6. Het betoog van [appellante] dat het regelen van een uitvaart in het geval van DES niet buiten de normale uitoefening van beroep of bedrijf valt, slaagt niet. Niet in geschil is dat DES bij de Kamer van Koophandel geregistreerd staat als callcenter. Het bemiddelen bij het regelen van een uitvaart hoort niet tot de normale werkzaamheden van een callcenter. De enkele stelling van [appellante] dat het in Suriname gebruikelijker is dan in Nederland dat bedrijven extra werk oppakken buiten hun normale werkzaamheden, is onvoldoende voor een ander oordeel. [appellante] heeft verder ook geen enkel aanknopingspunt geboden om aan te nemen dat dergelijke werkzaamheden voor DES niet ongebruikelijk waren. Dat het regelen van een uitvaart gepaard gaat met telefoneren met andere bedrijven en dat dit is wat een callcenter doet, maakt anders dan [appellante] op de zitting heeft betoogd, niet dat het regelen van een uitvaart om die reden dus de normale uitoefening van DES als callcenter is. De rechtbank heeft dan ook terecht overwogen dat de betaalde schuld aan DES geen formele schuld is die voor vergoeding in aanmerking komt op grond van artikel 4.1, derde lid, aanhef en onder a, van de Wht in samenhang met artikel 4.3, eerste lid, van de Wht.
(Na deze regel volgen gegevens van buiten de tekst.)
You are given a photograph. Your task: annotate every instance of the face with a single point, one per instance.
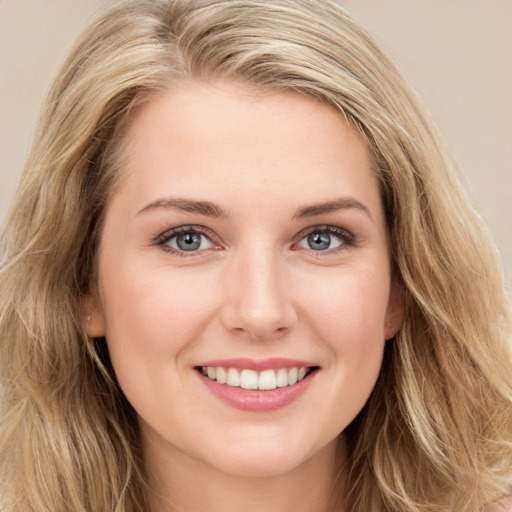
(244, 281)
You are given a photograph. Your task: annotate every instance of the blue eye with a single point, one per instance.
(326, 238)
(186, 240)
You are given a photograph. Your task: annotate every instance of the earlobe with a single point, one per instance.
(95, 324)
(395, 312)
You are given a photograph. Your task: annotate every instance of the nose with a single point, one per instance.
(258, 301)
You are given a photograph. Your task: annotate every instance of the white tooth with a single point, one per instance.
(267, 380)
(233, 377)
(282, 378)
(221, 376)
(292, 376)
(248, 379)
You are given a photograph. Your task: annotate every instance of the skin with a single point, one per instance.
(254, 289)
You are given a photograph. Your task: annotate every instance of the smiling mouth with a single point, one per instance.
(265, 380)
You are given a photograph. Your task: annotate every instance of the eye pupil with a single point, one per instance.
(188, 241)
(319, 241)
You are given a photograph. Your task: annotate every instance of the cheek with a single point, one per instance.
(153, 317)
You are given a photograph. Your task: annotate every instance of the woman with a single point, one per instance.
(239, 272)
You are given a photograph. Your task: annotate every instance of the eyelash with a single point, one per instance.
(347, 238)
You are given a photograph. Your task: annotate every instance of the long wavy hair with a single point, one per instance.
(436, 434)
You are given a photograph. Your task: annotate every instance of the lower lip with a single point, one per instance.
(256, 400)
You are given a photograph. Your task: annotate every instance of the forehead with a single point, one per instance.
(222, 138)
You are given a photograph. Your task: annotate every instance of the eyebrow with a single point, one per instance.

7. [appellante] stelt zich subsidiair op het standpunt dat de rechtbank niet heeft onderkend dat sprake is van een informele schuld die op grond van 4.3, derde lid, aanhef en onder b, van de Wht voor vergoeding in aanmerking komt. Hoewel er inderdaad geen notariële akte of rechterlijk vonnis is, heeft zij wel alles gedaan wat zij kon om het bestaan van de schuld aan te tonen. Zij doet daarom een beroep op de hardheidsclausule.
7.1. Zoals de Afdeling heeft overwogen in de uitspraak van 15 mei 2024 (ECLI:NL:RVS:2024:2045), is het mogelijk dat zich bijzondere situaties voordoen waarin het vasthouden aan de eis van een notariële akte als bewijs voor het bestaan van een informele schuld en daarover gemaakte betalingsafspraken zodanig onbillijk is dat de hardheidsclausule kan worden toegepast, bijvoorbeeld als aan het bestaan van een informele schuld gelet op andere authentieke documenten redelijkerwijs niet valt te twijfelen. De hier relevante hardheidsclausule is neergelegd in artikel 9.1, tweede lid, aanhef en onder a, van de Wht.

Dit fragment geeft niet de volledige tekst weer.